Kenya was persuaded to allow exports to Uganda and Tanzania to be taxed while their goods enter Kenya free of taxes for a period of five years. This was to give those two countries,which seemed to have lagged behind time to catch up. When one compares economic status, and level of exposure of the people of South Sudan with those countries, namely Uganda and Tanzania, you would realize that they are far ahead of South Sudan much more than Kenya is ahead of them. My humble question is what preparation has South Sudan put in place to help her citizens, especially her business community to cope with the shocks associated with the new market relations? If South Sudan gets admitted today would her citizens compete with East Africans in business community successfully? I think they would simply be outmaneuvered out of business and become consumers.Why is it so important for us to join this community?

There are some advantages in joining any economic community. Politically speaking it is important to belong to any regional integration.Our world has not changed much since time immemorial. What has changed is civilization, but the strong still dominate the weak. Besides economic reasons, countries come together to guarantee political protection. This helps to warn the bullies that an attack on one of the member in the block is an attack against all of them. There could be an economic advantage if the countries involved are on equal economic strength or at least closer to the other in strength. But when the countries in a block are not of the same strength, the weak get negative brands of the disadvantages.


Equally important, South Sudan government needs to prepare the citizens before requesting to join the East Africa Community.
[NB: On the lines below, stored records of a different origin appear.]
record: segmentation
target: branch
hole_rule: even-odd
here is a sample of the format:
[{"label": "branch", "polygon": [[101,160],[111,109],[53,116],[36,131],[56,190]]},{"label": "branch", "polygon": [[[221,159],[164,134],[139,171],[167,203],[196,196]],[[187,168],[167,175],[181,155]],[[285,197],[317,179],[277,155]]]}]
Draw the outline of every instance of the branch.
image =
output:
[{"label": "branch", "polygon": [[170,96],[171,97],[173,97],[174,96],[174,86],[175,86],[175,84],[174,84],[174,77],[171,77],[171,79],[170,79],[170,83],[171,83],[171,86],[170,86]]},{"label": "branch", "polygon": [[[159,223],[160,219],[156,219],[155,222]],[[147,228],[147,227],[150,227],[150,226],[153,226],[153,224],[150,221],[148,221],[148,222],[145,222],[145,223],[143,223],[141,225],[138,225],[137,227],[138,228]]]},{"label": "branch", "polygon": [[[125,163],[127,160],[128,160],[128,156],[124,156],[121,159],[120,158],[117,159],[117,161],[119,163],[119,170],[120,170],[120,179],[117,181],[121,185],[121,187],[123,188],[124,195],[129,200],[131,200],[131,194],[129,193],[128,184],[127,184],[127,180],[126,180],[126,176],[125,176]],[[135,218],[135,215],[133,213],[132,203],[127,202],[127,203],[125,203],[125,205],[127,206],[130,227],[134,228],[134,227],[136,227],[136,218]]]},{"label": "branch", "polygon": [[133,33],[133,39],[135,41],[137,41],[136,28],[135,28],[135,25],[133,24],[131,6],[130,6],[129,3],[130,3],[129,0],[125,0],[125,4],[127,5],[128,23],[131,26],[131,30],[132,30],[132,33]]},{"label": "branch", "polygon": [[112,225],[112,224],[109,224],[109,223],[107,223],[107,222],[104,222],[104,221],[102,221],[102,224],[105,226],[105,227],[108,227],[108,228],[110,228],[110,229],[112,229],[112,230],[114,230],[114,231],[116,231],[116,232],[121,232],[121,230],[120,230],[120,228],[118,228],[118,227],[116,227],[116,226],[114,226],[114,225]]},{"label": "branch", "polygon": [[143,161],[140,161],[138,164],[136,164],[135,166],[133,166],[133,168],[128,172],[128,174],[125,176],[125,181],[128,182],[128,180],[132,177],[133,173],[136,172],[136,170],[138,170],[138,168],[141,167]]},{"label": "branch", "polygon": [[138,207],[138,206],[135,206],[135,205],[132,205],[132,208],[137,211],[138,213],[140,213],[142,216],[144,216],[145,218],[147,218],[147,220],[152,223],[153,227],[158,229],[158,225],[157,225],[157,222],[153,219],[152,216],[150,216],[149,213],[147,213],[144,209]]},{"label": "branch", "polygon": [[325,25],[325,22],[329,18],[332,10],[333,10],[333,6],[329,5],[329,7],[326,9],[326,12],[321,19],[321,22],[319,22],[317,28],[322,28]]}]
It has not even been able to build its informal business sector neither has it built conventional industries that would make it possible for its business community to export goods. 


If need be, it should create a Ministry of Regional Trade and Cooperation Affairs to prepare policies thereof.

Our people may not be cooperative and this may result into pressure on South Sudan government pitting the state against the people and vice versa.The scenario of South Africa where citizens took their frustration on the foreign nationals would be a disaster if lack of preparedness of the citizens lead to blaming EAC citizens inside South Sudan, especially after joining the community.

Watch out while it’s still early! Think twice before taking the decision!